Epic. Is perhaps the only way to describe a biography written over the course of thirty years. Doctor
Li became Mao Tse Tung's personal doctor in 1954 and was with him to the very end, even performing the autopsy on the titan of Communism in 1976. A committed Marxist himself Li gradually turned away from state doctrine as he saw with his own eyes the corruption at the very top of post revolutionary society, and as such the author's story is a heartfelt one.
This growing dissatisfaction is one of the many themes that run throughout the book, the story of his intertwined lives as a struggling family man and as a doctor on 24 hour call to the master of the universe.
Li describes the self serving and devious nature of Mao's wife and the rest of the gang of four, interested only in advancing their own position in the party system; unveils
the closeted lives of the politburo who know nothing of, and care less about the egregious privations of the hinterland peasantry;
and even exposes Mao's own corruption as the Chairman indulges himself with dancing (previously deemed too bourgeois by the revolution,) the best food and above all women.
It ain't all doom and gloom though as Li, writing in a superbly lucid style, describes his tenuous friendships and emnities within the
inner circle, the sycophancy of Mao's immediate supervisors and his own unofficial role as english teacher to the Chairman.
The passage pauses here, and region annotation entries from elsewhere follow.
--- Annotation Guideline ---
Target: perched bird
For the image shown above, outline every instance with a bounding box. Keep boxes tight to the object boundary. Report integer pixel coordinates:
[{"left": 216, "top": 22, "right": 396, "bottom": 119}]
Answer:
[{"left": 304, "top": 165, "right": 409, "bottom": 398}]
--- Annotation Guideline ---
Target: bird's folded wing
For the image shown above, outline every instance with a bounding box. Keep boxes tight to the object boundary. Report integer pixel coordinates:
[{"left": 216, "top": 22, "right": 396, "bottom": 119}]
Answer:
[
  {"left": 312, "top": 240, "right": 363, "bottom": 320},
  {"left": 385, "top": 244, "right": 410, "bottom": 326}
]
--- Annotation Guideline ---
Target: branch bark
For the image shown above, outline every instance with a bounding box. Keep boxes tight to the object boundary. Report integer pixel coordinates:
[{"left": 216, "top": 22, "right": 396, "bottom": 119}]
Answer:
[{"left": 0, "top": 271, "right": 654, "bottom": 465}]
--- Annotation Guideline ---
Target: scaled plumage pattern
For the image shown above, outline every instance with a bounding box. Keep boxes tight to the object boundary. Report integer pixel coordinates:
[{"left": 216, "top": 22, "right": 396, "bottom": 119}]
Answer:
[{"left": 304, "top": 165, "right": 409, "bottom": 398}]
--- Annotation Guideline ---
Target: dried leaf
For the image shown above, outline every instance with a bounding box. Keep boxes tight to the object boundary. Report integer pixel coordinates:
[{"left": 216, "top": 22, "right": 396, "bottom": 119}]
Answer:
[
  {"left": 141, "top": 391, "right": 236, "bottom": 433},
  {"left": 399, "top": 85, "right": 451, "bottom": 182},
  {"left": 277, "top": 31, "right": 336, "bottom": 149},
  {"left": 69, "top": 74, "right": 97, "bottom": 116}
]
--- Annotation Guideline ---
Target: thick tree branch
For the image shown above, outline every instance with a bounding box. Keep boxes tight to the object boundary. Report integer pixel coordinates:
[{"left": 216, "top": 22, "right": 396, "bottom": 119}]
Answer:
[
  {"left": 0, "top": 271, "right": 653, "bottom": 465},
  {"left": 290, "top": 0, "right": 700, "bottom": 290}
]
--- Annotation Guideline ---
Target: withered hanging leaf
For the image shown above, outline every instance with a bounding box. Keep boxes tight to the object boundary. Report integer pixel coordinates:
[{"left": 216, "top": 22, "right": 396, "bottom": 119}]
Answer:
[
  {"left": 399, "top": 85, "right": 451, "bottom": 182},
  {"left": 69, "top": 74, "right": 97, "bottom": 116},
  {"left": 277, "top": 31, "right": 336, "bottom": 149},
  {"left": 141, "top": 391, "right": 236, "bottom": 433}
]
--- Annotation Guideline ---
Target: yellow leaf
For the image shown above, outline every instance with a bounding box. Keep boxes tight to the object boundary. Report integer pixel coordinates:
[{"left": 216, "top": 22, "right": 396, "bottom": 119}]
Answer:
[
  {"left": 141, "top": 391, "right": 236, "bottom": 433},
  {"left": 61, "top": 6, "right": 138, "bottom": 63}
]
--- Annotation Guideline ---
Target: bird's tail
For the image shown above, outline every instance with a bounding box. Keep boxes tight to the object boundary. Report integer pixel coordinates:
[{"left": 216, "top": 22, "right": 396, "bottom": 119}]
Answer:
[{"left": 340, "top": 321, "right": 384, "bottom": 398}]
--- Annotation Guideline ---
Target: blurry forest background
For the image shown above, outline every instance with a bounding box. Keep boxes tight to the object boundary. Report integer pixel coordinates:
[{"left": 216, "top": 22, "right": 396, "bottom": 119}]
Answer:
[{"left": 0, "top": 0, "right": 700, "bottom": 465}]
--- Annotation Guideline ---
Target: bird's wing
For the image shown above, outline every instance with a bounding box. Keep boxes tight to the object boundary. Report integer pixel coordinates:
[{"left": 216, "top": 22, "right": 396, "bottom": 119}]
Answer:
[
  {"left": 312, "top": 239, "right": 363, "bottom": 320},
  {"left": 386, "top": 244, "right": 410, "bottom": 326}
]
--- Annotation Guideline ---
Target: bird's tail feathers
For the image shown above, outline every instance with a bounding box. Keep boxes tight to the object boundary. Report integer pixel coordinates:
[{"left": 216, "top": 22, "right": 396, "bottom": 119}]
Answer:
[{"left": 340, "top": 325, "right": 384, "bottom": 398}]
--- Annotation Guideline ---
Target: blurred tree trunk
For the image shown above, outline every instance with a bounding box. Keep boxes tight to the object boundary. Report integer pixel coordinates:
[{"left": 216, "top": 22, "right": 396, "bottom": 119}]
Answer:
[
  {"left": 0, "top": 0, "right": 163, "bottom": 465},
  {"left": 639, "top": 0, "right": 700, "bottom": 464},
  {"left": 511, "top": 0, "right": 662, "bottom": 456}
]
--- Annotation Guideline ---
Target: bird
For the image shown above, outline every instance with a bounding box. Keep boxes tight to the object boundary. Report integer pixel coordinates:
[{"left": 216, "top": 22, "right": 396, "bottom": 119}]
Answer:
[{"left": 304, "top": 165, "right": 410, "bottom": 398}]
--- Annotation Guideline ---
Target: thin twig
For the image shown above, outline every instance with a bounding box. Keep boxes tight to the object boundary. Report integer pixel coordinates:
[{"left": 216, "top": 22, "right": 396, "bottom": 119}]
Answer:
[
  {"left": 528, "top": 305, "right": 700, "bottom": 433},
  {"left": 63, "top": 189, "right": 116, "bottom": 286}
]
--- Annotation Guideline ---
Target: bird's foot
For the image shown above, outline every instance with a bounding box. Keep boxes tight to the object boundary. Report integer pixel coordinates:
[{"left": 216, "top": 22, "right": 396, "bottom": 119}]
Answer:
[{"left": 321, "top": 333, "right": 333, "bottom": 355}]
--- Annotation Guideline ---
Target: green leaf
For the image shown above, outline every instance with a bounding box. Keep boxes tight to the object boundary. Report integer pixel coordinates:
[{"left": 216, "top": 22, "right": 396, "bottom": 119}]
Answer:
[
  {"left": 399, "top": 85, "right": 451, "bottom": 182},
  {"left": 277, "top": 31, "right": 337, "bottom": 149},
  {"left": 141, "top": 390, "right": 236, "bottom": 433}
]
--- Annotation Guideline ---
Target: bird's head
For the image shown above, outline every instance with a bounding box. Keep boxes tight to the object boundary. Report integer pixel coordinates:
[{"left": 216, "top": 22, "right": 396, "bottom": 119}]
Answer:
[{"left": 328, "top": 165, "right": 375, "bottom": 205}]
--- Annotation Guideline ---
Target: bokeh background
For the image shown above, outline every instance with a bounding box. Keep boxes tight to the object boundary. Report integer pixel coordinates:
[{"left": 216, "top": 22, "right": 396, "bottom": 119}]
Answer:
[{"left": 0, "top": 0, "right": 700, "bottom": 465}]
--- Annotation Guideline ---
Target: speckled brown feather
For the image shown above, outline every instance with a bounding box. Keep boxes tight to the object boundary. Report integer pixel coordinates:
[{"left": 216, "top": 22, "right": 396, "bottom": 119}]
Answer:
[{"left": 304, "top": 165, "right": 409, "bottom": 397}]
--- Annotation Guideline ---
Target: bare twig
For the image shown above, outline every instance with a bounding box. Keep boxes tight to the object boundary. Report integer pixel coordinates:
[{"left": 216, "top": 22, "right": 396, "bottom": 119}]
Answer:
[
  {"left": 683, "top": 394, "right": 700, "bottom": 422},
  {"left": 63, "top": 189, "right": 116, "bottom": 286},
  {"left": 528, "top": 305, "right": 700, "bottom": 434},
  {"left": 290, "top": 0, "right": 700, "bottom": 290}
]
Also fascinatingly revealed is the unbeliveable level of reverence Mao was held in by his countrymen and women.
This could have disastrous effects when the Chairman's words were taken at face value (as with his pronunciation that he liked the idea of backyard steel furnaces..the result being that his countrymen worked so fervently on them that they forgot to
harvest their crops and a famine swept China) but also comic ones. In one such episode The Chairman is presented with
a number of watermelons by the Pakistani ambassador. He donates one to a village whose collective farm has performed well but instead of sharing it out
amongst themselves they put it on display, filling it with formaldahyde when it starts to putrify, so Midas-like was the touch of the Chairman.
This is a hugely entertaining work and Dr. Li writes in such an economical and captivating fashion that the mystique
of the Communist bureaucracy and the ever changing power structure within Zhongnanhai is rendered easily understandable.